Nick Shulman responded:  2019-04-01
Hi, Tim,

We do not recommend using the "Deconvolution" options that are available on the "Edit Isolation Scheme" dialog in Skyline. We have been meaning to remove that feature from Skyline for a while, but have not gotten around to it.

The recommended way of doing deconvolution is to use MSConvert to create a .mzML file which has extra MS2 scans representing the deconvoluted data.
Here's a page that talks about how to do that in the MSConvert user interface:

The demultiplexing in MSConvert (which we call "Prism") looks at the entire MS2 scans, and decides what the deconvoluted spectra should look like.
The algorithm in Skyline looks at all of the transitions in your target list, and only deconvolutes the part of the spectra that you are selecting for. This becomes prohibitively slow when the number of transitions you are monitoring becomes even a modest number.
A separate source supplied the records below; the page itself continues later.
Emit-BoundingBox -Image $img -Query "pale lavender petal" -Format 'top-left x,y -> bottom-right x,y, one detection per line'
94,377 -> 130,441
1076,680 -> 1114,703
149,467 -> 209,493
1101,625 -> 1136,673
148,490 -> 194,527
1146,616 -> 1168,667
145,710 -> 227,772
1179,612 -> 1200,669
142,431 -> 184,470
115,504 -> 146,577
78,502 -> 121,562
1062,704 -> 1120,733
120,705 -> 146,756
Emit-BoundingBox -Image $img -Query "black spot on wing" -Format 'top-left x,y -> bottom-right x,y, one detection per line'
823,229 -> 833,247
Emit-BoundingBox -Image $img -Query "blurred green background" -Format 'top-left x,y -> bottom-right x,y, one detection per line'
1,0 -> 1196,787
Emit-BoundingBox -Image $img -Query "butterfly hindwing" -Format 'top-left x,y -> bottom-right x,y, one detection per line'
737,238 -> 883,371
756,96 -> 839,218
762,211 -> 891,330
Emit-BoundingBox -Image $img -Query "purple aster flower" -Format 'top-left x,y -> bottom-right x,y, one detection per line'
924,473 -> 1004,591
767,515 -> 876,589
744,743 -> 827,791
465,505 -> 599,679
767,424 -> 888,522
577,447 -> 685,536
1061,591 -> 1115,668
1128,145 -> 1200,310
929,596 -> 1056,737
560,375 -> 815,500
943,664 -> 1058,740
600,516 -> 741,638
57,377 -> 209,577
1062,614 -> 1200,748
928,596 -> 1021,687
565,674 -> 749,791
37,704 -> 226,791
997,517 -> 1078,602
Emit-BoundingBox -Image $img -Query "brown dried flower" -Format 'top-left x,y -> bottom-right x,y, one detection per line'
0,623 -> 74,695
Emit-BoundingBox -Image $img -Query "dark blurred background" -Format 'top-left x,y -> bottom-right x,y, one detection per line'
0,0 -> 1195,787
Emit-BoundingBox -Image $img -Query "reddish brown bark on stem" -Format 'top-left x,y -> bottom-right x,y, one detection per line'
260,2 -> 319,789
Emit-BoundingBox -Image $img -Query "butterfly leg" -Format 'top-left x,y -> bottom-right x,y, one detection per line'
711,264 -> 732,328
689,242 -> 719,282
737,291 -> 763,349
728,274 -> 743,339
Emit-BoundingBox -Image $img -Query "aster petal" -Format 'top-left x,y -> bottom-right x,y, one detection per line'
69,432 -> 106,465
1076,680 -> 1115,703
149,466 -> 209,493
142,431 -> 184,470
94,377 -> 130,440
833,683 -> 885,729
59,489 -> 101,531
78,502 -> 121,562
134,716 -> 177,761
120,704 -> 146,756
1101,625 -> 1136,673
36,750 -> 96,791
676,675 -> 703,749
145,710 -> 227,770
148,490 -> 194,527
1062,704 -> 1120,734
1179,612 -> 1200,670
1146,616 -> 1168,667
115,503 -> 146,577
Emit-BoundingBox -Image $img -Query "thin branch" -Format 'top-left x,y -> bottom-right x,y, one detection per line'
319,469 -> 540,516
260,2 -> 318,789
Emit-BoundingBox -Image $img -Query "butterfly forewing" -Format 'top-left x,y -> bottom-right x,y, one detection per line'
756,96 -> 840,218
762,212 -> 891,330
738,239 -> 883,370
We had been planning on exposing the Prism algorithm in Skyline, but it is still really slow, such that if there was any chance you might have to extract chromatograms more than once, you are better off saving the results of deconvolution as a .mzML.
-- Nick
Tim McCubbin responded:  2019-04-04
Hi Nick,

Thank you for the quick response. All works perfectly (and quite rapidly!) using MSConvert.